2. Präzisierung der Voraussetzungen einer Zustimmungspflicht
Der BGH bestätigt seine ständige Rechtsprechung, der zufolge eine Zustimmungspflicht nur ausnahmsweise besteht, wenn zwei Voraussetzungen erfüllt sind:
- Erstens muss die Maßnahme mit Rücksicht auf das bestehende Gesellschaftsverhältnis oder die Rechtsbeziehungen der Gesellschafter zueinander, etwa zum Zweck der Erhaltung wesentlicher, gemeinsam geschaffener Werte oder zur Vermeidung erheblicher Verluste, dringend erforderlich sein.
- Zweitens muss die Zustimmung den Gesellschaftern zumutbar sein, deren Verweigerung also ohne vertretbaren Grund erfolgen.
Die vorliegende Entscheidung des BGH führt hinsichtlich der Anspruchsvoraussetzungen aus, dass nicht nur das Interesse der Gesellschaft, sondern auch der Gesellschaftszweck gerade diese Maßnahme zwingend gebieten muss.
Daraus folgt, dass eine Zustimmungspflicht aus der gesellschaftsrechtlichen Treuepflicht nur bei Maßnahmen mit existentieller Bedeutung für die Gesellschaft hergeleitet werden kann.

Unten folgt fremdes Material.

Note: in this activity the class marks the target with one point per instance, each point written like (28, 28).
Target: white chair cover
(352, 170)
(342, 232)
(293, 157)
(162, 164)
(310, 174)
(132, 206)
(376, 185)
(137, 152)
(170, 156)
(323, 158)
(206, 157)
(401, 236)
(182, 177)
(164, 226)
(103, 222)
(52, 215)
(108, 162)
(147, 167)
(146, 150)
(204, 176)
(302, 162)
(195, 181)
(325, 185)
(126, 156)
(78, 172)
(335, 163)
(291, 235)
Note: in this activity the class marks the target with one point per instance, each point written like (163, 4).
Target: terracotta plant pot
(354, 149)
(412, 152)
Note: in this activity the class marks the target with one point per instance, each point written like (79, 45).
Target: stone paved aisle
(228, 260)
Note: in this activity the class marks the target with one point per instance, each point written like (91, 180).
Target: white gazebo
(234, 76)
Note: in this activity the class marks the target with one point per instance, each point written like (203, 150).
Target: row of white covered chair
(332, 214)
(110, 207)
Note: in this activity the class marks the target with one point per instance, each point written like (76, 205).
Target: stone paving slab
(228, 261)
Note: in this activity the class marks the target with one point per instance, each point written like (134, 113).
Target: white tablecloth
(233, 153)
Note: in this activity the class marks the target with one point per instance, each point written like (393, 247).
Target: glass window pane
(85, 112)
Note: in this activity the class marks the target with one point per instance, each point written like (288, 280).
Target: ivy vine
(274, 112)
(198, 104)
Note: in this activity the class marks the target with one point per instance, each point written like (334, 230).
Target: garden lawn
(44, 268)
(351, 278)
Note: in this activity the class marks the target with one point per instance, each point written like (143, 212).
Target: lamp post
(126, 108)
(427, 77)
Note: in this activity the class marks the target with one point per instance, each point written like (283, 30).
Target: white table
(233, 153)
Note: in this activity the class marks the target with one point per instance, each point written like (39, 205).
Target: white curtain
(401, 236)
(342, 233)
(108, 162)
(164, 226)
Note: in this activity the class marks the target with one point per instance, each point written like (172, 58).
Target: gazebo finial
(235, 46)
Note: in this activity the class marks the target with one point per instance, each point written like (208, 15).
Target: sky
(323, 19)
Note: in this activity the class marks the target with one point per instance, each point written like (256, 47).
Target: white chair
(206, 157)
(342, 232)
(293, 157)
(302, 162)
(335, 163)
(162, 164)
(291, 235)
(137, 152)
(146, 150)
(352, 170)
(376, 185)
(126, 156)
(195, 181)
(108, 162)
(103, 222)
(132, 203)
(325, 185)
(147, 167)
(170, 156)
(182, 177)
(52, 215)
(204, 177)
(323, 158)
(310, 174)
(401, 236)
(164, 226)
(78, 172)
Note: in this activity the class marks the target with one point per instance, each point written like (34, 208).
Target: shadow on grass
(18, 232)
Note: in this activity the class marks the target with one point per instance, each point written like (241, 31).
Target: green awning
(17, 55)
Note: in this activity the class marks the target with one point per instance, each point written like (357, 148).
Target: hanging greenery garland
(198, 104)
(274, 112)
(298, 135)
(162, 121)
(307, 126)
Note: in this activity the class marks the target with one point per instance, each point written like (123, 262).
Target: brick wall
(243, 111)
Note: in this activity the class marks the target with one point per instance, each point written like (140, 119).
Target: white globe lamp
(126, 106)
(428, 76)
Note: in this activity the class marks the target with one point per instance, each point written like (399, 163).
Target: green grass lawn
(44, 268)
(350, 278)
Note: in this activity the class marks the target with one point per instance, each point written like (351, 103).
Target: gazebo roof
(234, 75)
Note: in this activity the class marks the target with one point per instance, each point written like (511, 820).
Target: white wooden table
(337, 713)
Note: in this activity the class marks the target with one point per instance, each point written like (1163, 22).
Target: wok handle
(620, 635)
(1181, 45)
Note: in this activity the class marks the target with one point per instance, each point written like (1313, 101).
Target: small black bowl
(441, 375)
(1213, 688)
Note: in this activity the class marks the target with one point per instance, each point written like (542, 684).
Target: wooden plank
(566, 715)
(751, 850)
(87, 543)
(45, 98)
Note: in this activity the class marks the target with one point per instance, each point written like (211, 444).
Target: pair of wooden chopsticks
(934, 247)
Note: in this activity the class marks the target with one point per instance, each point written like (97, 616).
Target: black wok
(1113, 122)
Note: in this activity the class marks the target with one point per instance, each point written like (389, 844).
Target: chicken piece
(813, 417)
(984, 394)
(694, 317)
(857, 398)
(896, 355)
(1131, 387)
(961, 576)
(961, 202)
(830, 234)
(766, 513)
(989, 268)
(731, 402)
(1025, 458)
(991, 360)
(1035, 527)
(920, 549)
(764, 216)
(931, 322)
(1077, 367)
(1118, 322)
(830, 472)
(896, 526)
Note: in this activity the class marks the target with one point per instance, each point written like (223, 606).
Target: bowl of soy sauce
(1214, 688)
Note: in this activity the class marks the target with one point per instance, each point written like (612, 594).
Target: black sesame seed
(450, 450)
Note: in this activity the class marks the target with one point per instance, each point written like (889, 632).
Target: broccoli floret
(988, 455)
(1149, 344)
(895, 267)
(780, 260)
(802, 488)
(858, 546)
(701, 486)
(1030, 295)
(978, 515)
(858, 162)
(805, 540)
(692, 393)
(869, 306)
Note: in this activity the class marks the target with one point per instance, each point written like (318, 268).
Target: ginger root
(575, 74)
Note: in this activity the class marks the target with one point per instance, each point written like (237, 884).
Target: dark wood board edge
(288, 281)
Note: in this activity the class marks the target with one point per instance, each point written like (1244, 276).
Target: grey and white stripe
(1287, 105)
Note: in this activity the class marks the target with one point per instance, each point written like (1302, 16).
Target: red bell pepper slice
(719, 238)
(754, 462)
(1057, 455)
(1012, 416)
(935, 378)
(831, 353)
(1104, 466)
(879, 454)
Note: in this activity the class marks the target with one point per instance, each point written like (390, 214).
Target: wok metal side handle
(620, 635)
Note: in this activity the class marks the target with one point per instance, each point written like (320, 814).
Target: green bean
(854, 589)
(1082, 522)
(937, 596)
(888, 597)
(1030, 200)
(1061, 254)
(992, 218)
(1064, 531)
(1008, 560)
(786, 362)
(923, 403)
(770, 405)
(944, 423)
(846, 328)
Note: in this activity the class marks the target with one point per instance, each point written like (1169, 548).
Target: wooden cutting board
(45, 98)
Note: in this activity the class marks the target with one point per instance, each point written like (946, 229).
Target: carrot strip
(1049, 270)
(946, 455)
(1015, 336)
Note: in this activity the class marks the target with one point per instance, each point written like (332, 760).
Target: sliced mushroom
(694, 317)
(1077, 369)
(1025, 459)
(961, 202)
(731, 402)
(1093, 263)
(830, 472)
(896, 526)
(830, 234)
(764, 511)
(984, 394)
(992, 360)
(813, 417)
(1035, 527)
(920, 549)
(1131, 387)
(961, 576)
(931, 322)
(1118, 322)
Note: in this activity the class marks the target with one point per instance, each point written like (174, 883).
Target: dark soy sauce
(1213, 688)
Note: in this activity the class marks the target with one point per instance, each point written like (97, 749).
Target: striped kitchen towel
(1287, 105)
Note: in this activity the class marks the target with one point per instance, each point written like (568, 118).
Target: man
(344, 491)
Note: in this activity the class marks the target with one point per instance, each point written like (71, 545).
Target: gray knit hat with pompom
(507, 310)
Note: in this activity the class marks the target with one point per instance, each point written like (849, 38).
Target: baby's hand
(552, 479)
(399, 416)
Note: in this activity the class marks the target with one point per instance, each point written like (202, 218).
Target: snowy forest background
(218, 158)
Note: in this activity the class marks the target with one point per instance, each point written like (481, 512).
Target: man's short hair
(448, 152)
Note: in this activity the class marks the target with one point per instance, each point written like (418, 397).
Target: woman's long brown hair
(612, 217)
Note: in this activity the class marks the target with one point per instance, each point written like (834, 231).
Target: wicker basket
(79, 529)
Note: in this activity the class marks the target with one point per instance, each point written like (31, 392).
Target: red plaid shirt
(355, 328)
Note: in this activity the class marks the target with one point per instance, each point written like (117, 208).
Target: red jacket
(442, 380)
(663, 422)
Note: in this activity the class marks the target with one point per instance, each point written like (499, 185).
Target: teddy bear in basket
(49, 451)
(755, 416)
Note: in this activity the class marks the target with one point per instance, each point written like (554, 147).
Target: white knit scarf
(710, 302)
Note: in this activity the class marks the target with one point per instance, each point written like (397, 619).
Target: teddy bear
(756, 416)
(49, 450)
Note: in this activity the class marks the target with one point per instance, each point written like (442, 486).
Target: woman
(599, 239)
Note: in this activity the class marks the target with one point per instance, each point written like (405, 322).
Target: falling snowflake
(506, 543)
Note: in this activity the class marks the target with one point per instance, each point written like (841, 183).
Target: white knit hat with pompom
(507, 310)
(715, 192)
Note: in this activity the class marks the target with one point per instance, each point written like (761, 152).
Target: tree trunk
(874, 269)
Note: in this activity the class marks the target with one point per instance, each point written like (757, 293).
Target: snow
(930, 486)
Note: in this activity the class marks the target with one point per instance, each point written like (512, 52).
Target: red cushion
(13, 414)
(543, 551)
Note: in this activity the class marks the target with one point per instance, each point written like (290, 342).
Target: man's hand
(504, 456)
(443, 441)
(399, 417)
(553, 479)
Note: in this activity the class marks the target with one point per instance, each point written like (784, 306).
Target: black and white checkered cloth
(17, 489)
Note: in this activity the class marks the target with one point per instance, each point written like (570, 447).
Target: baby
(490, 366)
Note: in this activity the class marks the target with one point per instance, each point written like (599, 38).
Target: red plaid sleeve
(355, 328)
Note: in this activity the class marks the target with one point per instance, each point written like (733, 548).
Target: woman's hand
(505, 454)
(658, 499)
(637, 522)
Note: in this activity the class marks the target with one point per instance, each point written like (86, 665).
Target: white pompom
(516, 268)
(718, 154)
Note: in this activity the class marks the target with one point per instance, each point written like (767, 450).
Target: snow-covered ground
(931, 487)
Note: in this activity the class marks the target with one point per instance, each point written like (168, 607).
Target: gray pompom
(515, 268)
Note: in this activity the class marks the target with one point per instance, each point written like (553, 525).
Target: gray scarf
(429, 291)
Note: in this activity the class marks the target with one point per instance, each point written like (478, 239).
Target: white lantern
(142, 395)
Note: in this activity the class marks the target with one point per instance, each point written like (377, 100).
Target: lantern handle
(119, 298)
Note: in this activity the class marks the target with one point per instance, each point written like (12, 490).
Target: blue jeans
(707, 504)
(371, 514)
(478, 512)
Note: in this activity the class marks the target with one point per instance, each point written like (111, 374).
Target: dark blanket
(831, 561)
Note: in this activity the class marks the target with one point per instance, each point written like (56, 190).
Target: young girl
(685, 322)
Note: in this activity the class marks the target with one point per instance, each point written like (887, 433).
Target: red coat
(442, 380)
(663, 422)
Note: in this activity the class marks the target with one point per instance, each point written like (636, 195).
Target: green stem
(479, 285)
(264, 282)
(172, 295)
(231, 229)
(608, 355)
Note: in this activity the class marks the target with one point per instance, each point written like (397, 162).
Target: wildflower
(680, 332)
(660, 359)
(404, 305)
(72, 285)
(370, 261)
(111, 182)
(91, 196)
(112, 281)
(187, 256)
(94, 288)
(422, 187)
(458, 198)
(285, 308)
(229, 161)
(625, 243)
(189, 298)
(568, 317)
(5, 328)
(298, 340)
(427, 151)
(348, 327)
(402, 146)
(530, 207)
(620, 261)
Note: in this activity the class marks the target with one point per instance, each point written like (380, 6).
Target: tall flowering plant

Dies bestätigt die vorliegende Entscheidung: Allein die Feststellung einer erheblichen wirtschaftlichen Bedeutung der Geschäftsführungsmaßnahme bedeutet noch nicht deren objektiv unabweisbare Erforderlichkeit und begründet damit keine Zustimmungspflicht, solange das Unterbleiben der Maßnahme nicht gerade zu einer Gefährdung des Bestands der Gesellschaft führen könnte.
Erforderlich ist also, dass die Geschäftsführungsmaßnahme für den Fortbestand der Gesellschaft dringend erforderlich ist, jedenfalls aber deren Unterbleiben existenzbedrohend sein könnte.